The moon wasn’t quite full, but there was more than enough light for him to keep from tripping and falling flat on his face. He should have waited an extra hour until sunrise, but he’d wanted to be standing in the meadow, amidst the colorful riot of wildflowers when the sun rose over the peaks of the Carpathian Mountains.
It was late summer, but the nights were chilly this high in the mountains. He shoved his hands into the pockets of his leather jacket and kept walking. An owl hooted, but other than that, there was little sound beyond the rustling of his boots as he stepped over ground and grass and twigs.
There was something peaceful and calming about this place. So different from the hustle and bustle of New York City, the place he called home. No matter how busy he was with work, how many demands there were on his time, he always managed to carve out two or three weeks a year to spend at Dalakis Castle with his extended family.
He paused and peered through the gloom, checking to make certain he was still on the right path. Satisfied, he continued, his hiking boots eating up the distance as his stride lengthened.
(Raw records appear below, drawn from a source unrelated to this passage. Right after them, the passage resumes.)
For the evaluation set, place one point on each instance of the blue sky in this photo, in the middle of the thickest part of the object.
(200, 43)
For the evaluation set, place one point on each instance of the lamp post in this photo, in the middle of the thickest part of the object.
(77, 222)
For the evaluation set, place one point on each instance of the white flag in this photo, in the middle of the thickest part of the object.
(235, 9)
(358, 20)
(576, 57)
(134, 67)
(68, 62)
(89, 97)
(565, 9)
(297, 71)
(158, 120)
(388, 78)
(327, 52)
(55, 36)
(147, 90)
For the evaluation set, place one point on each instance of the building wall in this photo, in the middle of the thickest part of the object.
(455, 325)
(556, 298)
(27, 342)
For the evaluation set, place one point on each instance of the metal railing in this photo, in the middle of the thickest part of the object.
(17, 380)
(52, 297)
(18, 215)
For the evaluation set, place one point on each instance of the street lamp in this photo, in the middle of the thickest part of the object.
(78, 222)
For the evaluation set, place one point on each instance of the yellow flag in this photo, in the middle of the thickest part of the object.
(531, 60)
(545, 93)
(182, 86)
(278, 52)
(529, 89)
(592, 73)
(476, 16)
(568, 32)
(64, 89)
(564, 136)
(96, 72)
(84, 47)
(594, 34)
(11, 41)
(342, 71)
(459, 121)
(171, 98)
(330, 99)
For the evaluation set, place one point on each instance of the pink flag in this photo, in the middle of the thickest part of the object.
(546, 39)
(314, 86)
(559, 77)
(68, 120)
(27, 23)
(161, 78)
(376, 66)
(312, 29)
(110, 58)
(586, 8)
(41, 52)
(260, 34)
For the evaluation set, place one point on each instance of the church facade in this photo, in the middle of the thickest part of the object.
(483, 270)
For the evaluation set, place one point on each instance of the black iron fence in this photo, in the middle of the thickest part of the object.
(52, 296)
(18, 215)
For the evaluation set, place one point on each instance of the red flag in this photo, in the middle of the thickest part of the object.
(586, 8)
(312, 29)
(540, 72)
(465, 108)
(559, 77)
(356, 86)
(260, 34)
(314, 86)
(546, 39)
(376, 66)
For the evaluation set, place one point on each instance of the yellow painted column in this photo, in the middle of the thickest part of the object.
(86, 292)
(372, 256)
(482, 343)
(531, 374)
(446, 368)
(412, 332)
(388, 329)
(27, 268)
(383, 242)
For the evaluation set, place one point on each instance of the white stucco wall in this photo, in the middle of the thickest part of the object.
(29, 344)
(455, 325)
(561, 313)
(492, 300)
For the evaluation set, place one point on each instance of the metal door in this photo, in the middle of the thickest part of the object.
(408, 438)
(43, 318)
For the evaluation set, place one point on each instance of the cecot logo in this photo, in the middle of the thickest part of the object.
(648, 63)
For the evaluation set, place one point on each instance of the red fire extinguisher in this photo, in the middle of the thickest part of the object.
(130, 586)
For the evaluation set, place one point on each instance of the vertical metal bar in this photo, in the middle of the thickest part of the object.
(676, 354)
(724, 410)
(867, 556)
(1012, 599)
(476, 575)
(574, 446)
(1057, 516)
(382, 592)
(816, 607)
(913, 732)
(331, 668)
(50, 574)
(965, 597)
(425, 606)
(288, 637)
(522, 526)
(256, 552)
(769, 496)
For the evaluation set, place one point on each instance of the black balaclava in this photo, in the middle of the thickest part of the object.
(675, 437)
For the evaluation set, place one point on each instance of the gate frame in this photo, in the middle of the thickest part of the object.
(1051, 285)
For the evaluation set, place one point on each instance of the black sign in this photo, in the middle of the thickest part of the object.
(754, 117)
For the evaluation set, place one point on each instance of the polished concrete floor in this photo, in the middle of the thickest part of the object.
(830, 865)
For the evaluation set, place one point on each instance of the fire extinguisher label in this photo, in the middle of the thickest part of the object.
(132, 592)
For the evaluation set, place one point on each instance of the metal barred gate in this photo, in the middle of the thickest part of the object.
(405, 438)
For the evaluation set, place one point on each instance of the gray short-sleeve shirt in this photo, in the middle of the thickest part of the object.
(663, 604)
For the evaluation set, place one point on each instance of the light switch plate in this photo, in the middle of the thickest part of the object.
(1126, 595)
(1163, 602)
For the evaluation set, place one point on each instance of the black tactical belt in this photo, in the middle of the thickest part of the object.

A sense of urgency permeated him. He had to get there.
Life was a funny thing. You just never knew where it was going to take you.
Orphaned at the age of eight, he’d been reared by his older sister Delight. They’d made a good life for themselves in New Orleans. For ten years, they’d both lived and worked in The Grande—a B&B run by Miss Nadine Grande. Well, his sister had worked, but he’d helped out doing whatever he could in between going to school, holding down a part-time job and working on his art. His sister had also moonlighted as a bartender at a local restaurant a few nights a week. It was that job that changed everything.
Delight had witnessed a murder one night while working late and had to run for her life, only to be rescued by Lucian Dalakis—who just happened to be a vampire.
Chase hadn’t discovered that pertinent little fact until his sister lay dying, a victim of the killers responsible for the murder she’d witnessed. Lucian had saved his sister’s life by converting her. His sister was now a vampire and Lucian’s wife.
It had been hard for him to deal with it at first. He’d been so happy that Delight had been saved, but it had quickly hit him that his sister was now immortal and he was not.
He would age and die. His sister would forever be twenty-eight. Already, he looked slightly older than she did.
12
Endless Chase
Beyond that, she could no longer walk in the daylight with him. Nor did she eat very often. He knew she could tolerate small amounts of food and she usually saved those times for when they were together, sharing small meals or hot chocolate chip cookies fresh from the oven. It was some normalcy in a world that had gone crazy overnight. But one thing that he’d never doubted was how much his sister loved him.
They’d gone from being a small family of two, plus Miss Nadine, to belonging to an extended, bossy, prying family. They’d all taken an interest in him, debating where he should live and where he should go to study art. They were loud and opinionated, and Chase loved them all.
Fatigue washed over him, reminding him that he’d been traveling for hours. Lucian had wanted Chase to take the Dalakis family jet for the trip, but he’d declined. He wanted to make his own way from New York to Transylvania, stopping in London and Paris for a couple of days to see some business colleagues before continuing on to Dalakis Castle.
He’d arrived only an hour ago. Not that he worried about waking anyone. He chuckled at the thought. Considering that his hosts were also vampires, it would have been more inconvenient for him to arrive at noon.